Why do people persist with the misinformation that it is compulsory to vote in Australia? This is not only inaccurate, it is misleading. It drives me insane, particularly when journalists who are perceived to be sources of accurate information demonstrate how untrue this perception of them actually is. Please Mr Bowe, lift your game.
If you are registered to vote, which is not compulsory, it is then compulsory to get your name ticked off at a polling booth. You can then walk away without voting, or you can go into the booth and tear up your voting paper, or you can put a blank paper into the ballot box. I have done all 3 of these at various times in my life without consequence.
I used to be against compulsory voting, but USA is a prime example of what can happen without it. I wasn’t on the electoral roll for 17 years, without being picked up, however I got on some elections back and have regretted it ever since. Unfortunately, compulsory voting is the best way.
DL is wrong regarding compulsory voting. It is compulsory to be registered. There is no choice here, it’s just that the mechanisms for catching up with you aren’t well developed. Eventually by using other government databases you won’t be able to stay off the electoral roll as I once did.
Having been registered, it is then compusory, at risk of a fine, to attend a polling booth and have your name crossed off and collect a polling paper. Often enough however you can get out of the fine by writing any reasonably plausible story.
Nothing actually requires you to write on that polling paper, but you do have to put it in the boxes provided. Returning officers have to reconcile the number of papers handed out, names crossed off, and number of votes in the boxes.
By ripping up or walking off with your polling paper, you probably just left a poor, beknighted returning officer spend hours trying to look for a missing paper.
Hardly seems worth doing that. They’re just trying to earn a quid while helping out.
[A reason for this could be that both taxes and social services are actually lower now than in 1993, and nothing to do with ideological shifts. Is this in fact the case?]
Very possibly. Something I’d have devoted some attention to, if I wasn’t straining to keep it within a manageable length to begin with.
[Why do people persist with the misinformation that it is compulsory to vote in Australia?]

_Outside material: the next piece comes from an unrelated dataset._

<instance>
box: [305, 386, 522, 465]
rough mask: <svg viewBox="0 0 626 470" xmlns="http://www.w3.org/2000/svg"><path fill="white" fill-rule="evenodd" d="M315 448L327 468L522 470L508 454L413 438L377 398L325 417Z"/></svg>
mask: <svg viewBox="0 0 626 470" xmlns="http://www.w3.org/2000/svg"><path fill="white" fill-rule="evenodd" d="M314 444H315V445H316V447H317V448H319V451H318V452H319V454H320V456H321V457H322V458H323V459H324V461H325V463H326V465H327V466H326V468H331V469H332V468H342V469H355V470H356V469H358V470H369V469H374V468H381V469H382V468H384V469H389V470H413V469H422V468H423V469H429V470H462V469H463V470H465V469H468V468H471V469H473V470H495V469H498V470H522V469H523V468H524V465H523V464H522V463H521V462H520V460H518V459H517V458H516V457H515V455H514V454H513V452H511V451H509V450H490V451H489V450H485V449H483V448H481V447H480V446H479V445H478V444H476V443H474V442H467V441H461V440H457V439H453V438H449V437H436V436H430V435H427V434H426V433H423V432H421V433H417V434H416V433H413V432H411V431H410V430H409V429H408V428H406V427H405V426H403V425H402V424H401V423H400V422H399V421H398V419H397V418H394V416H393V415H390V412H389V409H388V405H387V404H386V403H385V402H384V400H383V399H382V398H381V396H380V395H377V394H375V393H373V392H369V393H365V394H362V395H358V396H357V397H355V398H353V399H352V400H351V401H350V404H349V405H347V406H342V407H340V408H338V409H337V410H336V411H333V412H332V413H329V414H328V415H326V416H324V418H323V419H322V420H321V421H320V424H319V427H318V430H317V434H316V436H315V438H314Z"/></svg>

As a point of pedantry, which is all it is, the correctness of your point is a matter of debate among the relevant legal authorities. It is a problem that doesn’t need to be solved, because it is a law that could not be enforced without breaching another law, relating to the secrecy of the ballot. It is certainly clear though that, whatever you might believe to be the truth, you were not acting in accordance with the law if you walked away without depositing your ballot paper.
None of this is worth splitting hairs over in an article such as this – everybody knows what I mean. Getting my point across clearly and succinctly is far more important than giving satisfaction to people as tiresome as yourself.
Very interesting article, William.
But if Australians have been trending to the left, why have we elected one of the most ‘right-wing’ governments in Oz history?
Also, if voting is compulsory, does that mean by law everyone has to ‘register’ to vote? I only ask this because there is always numerous articles in the media around election time, relating how many 18+ eligible voters are not on the roll. Apart from that, I agree with your comments above.